Yeah I will say one of the things that has been really cool to come out of the pandemic has been just like the rise and like full population of a lot of very cool communities built around this stuff.

And yeah, so we definitely get in there. The grant space in the UK is also just massively robust, probably also in part due to the fact that the VC space is a little bit less developed and harder to deal with. And so there’s in fact, grants in the UK function a lot better than the ones here in the United States.

So you gotta leg up there for sure. Definitely

Alright. Let’s see. I don’t I guess there was a question about contacting us we’ll definitely share contact information. We’ll share the video afterwards. Cool. One more. Let’s I’ll let you tackle this last question right here. Oh yeah.

Dimitry Gershenson

Jump in. Okay. So project finance is very different.

If you are a developer building projects financing, the first project is like probably the hardest thing you’ll ever do. We actually did a piece on this in our inside series that you can read from the founder of plus power. Basically you’re like either getting a grant you’re raising money from a a developer who has been successful in the past.

And so does like angel project finance. And then, depending on where you’re at, there’s there’s a few specialized entities in east Africa across the continent, really that do innovative project finance for clean energy and climate. It’s specific to what you’re doing clean cooking, clean energy nature based solutions, whatever.

It’s not easy. And pre-selling carbon credits is also not easy. They often need to be certified. So Vera gold standard, whatever, if they’re not, there are opportunities to do UN certified credit sales. Those are also hard. So I would say that if it’s specifically a carbon offset play, there are folks that help you execute on that.

So south pole is one we share a lot of opportunities with this group out of New York who’s who I’m blanking on. But. Yeah, it’s, that’s a whole other animal. I would get help I would get expert help.

Sedale Turbovsky

I will say there are, and just ran, there are folks on the OpenGrants platform that can help you with some of this.

They go above and beyond the grant funding space and you’ll find that a lot of firms. So the one that I’m thinking of right now, climate finance solutions, just fantastic, like killer firm. Excellent. Amazing at getting grants and they’re just like dialed, and they can do the whole thing.

And you’ll find that a lot of the consultants that we curate for at OpenGrants, once again, like we did this for a reason, it’s because these people are like multifunctional and they can really get the job done for you. I would get help as well. It’s a hard space.

Dimitry Gershenson

One thing also, is there a bunch of multilateral and bilateral institution project prep facilities that will fund your like pre-project work. And I would look for those as well.
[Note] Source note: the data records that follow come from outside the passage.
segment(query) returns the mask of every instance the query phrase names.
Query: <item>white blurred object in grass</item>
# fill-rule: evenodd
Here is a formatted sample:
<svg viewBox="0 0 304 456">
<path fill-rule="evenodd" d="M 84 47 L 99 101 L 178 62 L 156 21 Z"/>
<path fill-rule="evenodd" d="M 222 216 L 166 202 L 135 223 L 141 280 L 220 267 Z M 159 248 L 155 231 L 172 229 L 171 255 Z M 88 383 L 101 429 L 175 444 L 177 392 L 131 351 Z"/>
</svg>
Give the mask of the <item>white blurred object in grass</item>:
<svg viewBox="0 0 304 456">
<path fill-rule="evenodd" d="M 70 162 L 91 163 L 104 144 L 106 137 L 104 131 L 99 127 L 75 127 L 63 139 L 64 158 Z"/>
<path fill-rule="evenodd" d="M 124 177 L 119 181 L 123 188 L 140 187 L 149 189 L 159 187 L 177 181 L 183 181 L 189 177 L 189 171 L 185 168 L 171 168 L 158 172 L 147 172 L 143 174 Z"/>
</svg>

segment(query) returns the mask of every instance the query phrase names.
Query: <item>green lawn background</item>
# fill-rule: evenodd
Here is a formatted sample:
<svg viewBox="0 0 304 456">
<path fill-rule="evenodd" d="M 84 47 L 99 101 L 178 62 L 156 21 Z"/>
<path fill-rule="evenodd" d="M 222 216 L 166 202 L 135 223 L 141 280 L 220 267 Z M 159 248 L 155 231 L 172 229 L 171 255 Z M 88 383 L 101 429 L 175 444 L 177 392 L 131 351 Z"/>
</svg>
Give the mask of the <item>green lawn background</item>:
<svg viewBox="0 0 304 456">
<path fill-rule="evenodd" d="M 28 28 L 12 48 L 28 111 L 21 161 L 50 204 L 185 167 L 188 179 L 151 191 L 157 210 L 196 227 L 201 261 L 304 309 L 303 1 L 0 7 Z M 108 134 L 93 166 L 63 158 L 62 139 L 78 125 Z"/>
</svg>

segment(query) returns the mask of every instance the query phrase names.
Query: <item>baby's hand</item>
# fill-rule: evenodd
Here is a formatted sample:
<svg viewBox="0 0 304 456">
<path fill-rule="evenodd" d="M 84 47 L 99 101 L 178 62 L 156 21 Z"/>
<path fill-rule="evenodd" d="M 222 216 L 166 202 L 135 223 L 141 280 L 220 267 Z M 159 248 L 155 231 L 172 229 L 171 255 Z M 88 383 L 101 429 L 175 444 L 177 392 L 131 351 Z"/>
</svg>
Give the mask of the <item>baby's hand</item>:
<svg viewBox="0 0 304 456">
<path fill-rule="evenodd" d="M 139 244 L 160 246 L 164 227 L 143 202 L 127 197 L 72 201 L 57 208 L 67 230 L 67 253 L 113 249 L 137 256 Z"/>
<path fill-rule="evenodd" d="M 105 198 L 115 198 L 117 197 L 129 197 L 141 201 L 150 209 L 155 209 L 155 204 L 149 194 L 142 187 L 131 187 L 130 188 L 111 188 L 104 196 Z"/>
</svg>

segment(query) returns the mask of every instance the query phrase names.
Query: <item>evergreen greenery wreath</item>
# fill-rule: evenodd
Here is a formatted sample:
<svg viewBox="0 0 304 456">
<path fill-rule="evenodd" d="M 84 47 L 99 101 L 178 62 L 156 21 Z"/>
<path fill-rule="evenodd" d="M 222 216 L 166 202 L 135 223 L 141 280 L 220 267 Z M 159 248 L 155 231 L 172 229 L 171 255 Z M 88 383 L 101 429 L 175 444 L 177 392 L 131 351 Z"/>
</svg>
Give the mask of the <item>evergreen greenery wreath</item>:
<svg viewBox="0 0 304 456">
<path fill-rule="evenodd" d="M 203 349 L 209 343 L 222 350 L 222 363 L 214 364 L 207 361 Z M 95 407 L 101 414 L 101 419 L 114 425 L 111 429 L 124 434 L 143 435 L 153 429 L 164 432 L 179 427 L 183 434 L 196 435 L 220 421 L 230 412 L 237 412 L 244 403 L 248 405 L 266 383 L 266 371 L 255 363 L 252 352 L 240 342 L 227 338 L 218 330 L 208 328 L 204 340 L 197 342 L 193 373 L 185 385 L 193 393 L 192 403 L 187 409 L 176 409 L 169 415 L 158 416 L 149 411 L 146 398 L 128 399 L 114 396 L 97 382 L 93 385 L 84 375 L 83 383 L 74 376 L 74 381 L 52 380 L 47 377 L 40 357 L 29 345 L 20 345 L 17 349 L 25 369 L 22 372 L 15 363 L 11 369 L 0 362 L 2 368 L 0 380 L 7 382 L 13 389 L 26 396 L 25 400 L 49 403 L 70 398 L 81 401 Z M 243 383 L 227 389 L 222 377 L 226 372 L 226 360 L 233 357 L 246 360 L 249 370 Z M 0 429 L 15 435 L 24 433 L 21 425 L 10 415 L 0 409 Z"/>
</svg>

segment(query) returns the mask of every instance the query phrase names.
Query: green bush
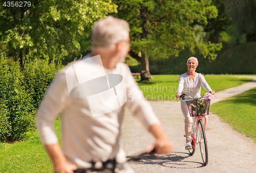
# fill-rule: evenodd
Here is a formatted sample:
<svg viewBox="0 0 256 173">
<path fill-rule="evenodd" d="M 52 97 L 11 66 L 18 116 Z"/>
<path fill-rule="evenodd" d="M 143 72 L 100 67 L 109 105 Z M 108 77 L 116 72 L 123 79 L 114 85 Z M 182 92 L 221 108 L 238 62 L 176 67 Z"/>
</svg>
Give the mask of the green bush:
<svg viewBox="0 0 256 173">
<path fill-rule="evenodd" d="M 23 78 L 18 63 L 9 66 L 0 50 L 0 141 L 20 140 L 35 128 L 35 111 Z"/>
<path fill-rule="evenodd" d="M 32 96 L 34 108 L 39 106 L 46 89 L 56 73 L 62 67 L 60 62 L 55 64 L 52 61 L 49 63 L 47 60 L 35 59 L 25 62 L 23 70 L 24 83 L 27 90 Z"/>
</svg>

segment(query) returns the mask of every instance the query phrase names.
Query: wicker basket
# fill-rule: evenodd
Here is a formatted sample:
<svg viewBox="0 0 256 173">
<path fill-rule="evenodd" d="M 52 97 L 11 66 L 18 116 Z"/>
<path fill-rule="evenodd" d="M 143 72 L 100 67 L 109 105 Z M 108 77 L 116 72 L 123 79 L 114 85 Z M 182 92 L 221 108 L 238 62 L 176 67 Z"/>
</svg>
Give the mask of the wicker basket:
<svg viewBox="0 0 256 173">
<path fill-rule="evenodd" d="M 209 115 L 210 103 L 210 99 L 196 99 L 186 102 L 191 116 Z"/>
</svg>

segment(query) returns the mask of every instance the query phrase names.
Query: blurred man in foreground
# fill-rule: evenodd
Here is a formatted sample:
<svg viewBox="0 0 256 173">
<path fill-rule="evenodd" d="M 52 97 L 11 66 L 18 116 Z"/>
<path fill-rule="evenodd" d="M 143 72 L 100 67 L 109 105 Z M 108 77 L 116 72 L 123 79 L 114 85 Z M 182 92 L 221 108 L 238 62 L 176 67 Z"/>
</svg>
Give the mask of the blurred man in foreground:
<svg viewBox="0 0 256 173">
<path fill-rule="evenodd" d="M 71 173 L 95 159 L 115 159 L 119 172 L 134 172 L 119 145 L 124 106 L 156 138 L 146 152 L 172 152 L 173 143 L 123 62 L 130 48 L 129 30 L 127 22 L 112 16 L 97 22 L 91 53 L 64 68 L 48 89 L 37 122 L 55 172 Z M 58 114 L 62 150 L 53 127 Z"/>
</svg>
There’s like usually, world bank USA type of DFI, the Swedes, like all of the Europeans typically have it’s often specialized oh it’s for microgrids or, oh, it’s for biochar or whatever.

But you will, there, there definitely are options like that as well.

Sedale Turbovsky

Awesome. Hey, we are at time. This has been super fun. Thank you so much, Dimitry for joining and sharing your wisdom and insights. Thank you, everyone who attended and hung out with us past the past the time here definitely reach out.

We will also, if you registered for this event, you’ll be getting an email with follow up information and also a link to this recording. So thank you all. Please be in touch with OpenGrants, reach out and during planet. We’re excited to, to see those solutions and keep creating positive impact around the world.

Dimitry Gershenson

Thanks so much, Sedale. Bye everybody.